Lynch syndrome (LS) is the most common genetic predisposition for hereditary
cancer but remains under-diagnosed. Large prospective observational studies have recently increased understanding of the effectiveness of colonoscopy surveillance and the heterogeneity of cancer risk between genotypes. The need for gene- and gender-specific guidelines has been acknowledged.
European Hereditary Tumour Group (EHTG) and European Society of
Coloproctology (ESCP) developed a multidisciplinary working group consisting of
surgeons, clinical and molecular geneticists, pathologists, epidemiologists,
gastroenterologists, and patient representation to conduct a graded evidence review. The previous ‘Mallorca guideline’ format was used to revise the clinical guidance. Consensus for the guidance statements were acquired by three Delphi voting rounds.

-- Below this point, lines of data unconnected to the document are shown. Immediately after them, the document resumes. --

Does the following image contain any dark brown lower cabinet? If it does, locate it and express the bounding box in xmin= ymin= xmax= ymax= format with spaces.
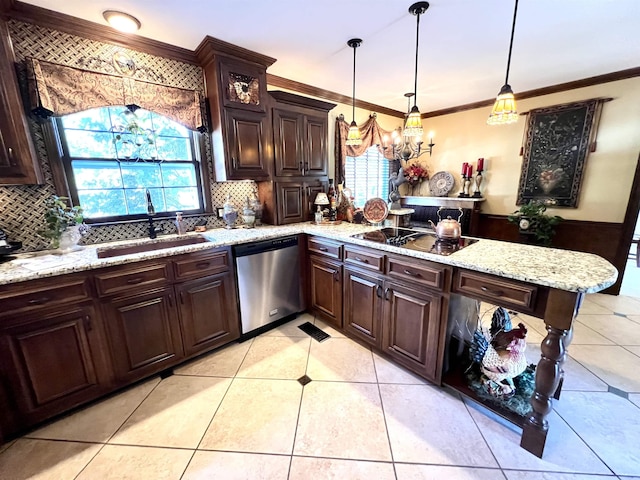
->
xmin=102 ymin=287 xmax=184 ymax=383
xmin=0 ymin=304 xmax=110 ymax=430
xmin=382 ymin=282 xmax=443 ymax=383
xmin=343 ymin=267 xmax=384 ymax=347
xmin=309 ymin=255 xmax=342 ymax=328
xmin=175 ymin=271 xmax=240 ymax=356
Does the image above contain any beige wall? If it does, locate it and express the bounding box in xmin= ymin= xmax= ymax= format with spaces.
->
xmin=422 ymin=77 xmax=640 ymax=222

Recommendations for clinical and molecular identification of LS, surgical and
endoscopic management of LS-associated colorectal cancer and preventive
measures for cancer were produced. The emphasis was on surgical and
gastroenterological aspects of the cancer spectrum. Manchester consensus
guidelines for gynaecological management were endorsed. Executive and layperson summaries were provided.
The recommendations from the EHTG and ESCP for identification of LS patients,
colorectal surveillance, surgical management of colorectal cancer, lifestyle and
chemoprevention in LS that reached a consensus (>80%) are presented.